Friday, October 21, 2005

Tables Turned

Certain people have told me they aren't particularly enamored with my bad beat and cooler stories. I know, nobody really cares. I do try and tell them with a little flair, but I hear you nonetheless. Thus, I'm not going to go through some of the more painful moments of the last few weeks online. It's been a very poor run.

I am going to tell you however about a couple of bad beats I laid on other people last night in the Thursday 100+10 at the club. There is something truly cathartic about flipping one of those back, especially when you've been on the wrong end a lot in recent memory.

I was supposed to meet the Korean ATM in time for both of us to join the tourney, but characteristic of his continued indentured servitude at Big Firm, he did not make the tourney. He did show up later and played the cash game, learning the valuable lesson: do not try the old "this little 70 raise into a 150 pot is intended look like a value bet and thus scare you into submission notwithstanding the fact there are 5 overcards on the board to my 23 (sooted!)" against a little old lady with top pair, second best kicker and a giant stack. He was helpful in Koreatown later, when something he said to the waiter in resulted in a tasty plate and large beer being served to yours truly--my guess as to the translation: "please bring the dumbass white boy some dumplings and a 40."

Anyhoo, we had 27 players in the tournament, a mix of familiar and unfamiliar faces. Structure is not quite as good as the 250+25 Sunday, but not at all bad (especially considering the very generous +10 juice, almost as good as online), 2000 chips with 25-25 starting blinds and 20 minute levels. I played through my first table for awhile under my buyin, making a good jump when I caught the button's AT on an all-in steal against my big slick in the big blind.

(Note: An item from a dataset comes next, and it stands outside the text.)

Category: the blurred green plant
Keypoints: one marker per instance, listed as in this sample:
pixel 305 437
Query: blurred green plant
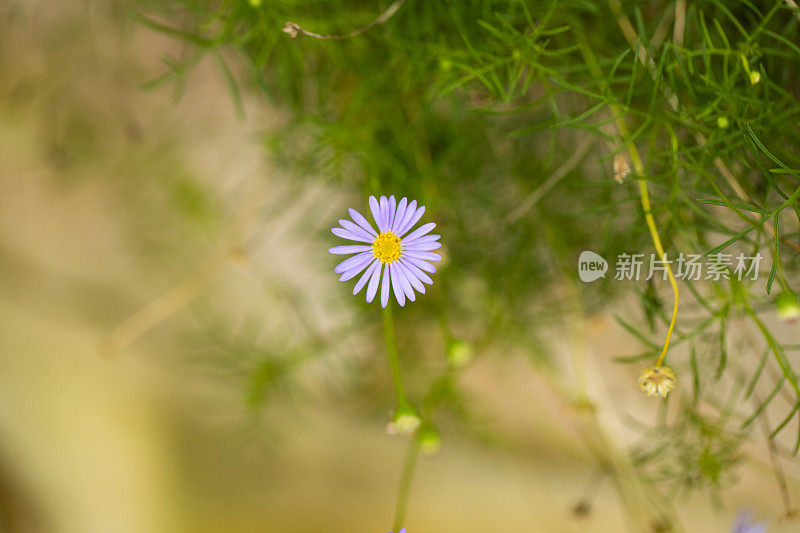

I got a bluff snapped off just before we consolidated to a final table and landed there with 3000, the second smallest stack. Only top 3 paid, and with the blinds at 200-400, I had an M at 5 and knew I had steal some blinds or double up soon or blind out with a whimper. I also got the feeling I did not have the luxury of waiting for cards--at this point after two hours I had been deal a pair (5s) exactly once.

My first chance came UTG with A9 and I pushed. Unfortunately, the button, with about 5500, found a hand to call me with, measly little kings. I can't really say I felt guilty when the ace hit.

Back in the thick of it, I noted that the table was pretty passive and moved to steal the blinds a few times. Going a bit further, when a medium stack attempted to limp UTG, I felt my 67 clubs(sooted!) was a good hand to make a move, so I raised the 400 up to 1500. It did not feel good when a late position shortstack went all in over the top with his 2100. Folded around to me facing 600 more to win 4600 (2100+1500+400+400+200), I sheepishly called knowing that as embarrassing as flipping my cards over would be, I had pot odds on pretty much any hand I could be facing, including the king of clubs and king of spades he actually had.

The flop was 767.

Take me down to the suck out city where the cards are mean and beats are shitty!

Next hand I actually got in preflop with the best of it against two all-in short stacks, and really built a nice stack when my sevens flopped the top set.

At one point I was up over 16k with only 54k on the table. We played on with six players for awhile and I had been nicked down to about 12k when someone proposed a six-way split deal. Me and the other two big stacks where not having it even, so we did a chip count offered to chop 5 cents on the dollars (remember 100 bought 2000 tournament chips)--I would have gotten about 600.

The small stack on my immediate right and on the button, would have taken 135, but he started dickering with 1700 chips and 300-600 blinds and DK'd the deal. When he was under the gun 3 hands later, he proposed to have a deal then, which really pissed off another player who was having none of that. IMNSHO, I agree that's a bullshit move and I too was hoping he'd bust out. Granted, he has every right not to agree to a deal for any reason, but I think waiting for the blinds so blatantly is an etiquette breach.

Justice was not there however, as two more orbits saw almost 5000 of my chips and half the angry guy's stack slide over to yet another player while the short stack doubled up. A deal was proposed again, with the short stack, now up to 260, holding-out for 40 more. I was down to 360 and was tempted to kebotch it on principle but restrained myself as the deal was happening while I was UTG, and with 500-1000 50 blinds and antes, I was not positioned to be the hold out (I don't think this is inconsistent--it's one thing to consider your position in holding out, even asking for a sweetener, another to refuse solely on those grounds because if everyone did that, no deal would ever be possible).

Looking forward to the blogger tourney on Sunday, and may even try to hit the 10+1 Wil Wheaton private tourney on Stars this evening for shits and giggles. It's a blogger tourney but open to anyone with the password (monkey).

1 Comments:

At Tue Oct 25, 09:40:00 AM 2005, Blogger Joaquin "The Rooster" Ochoa said...

"please bring the dumbass white boy some dumplings and a 40."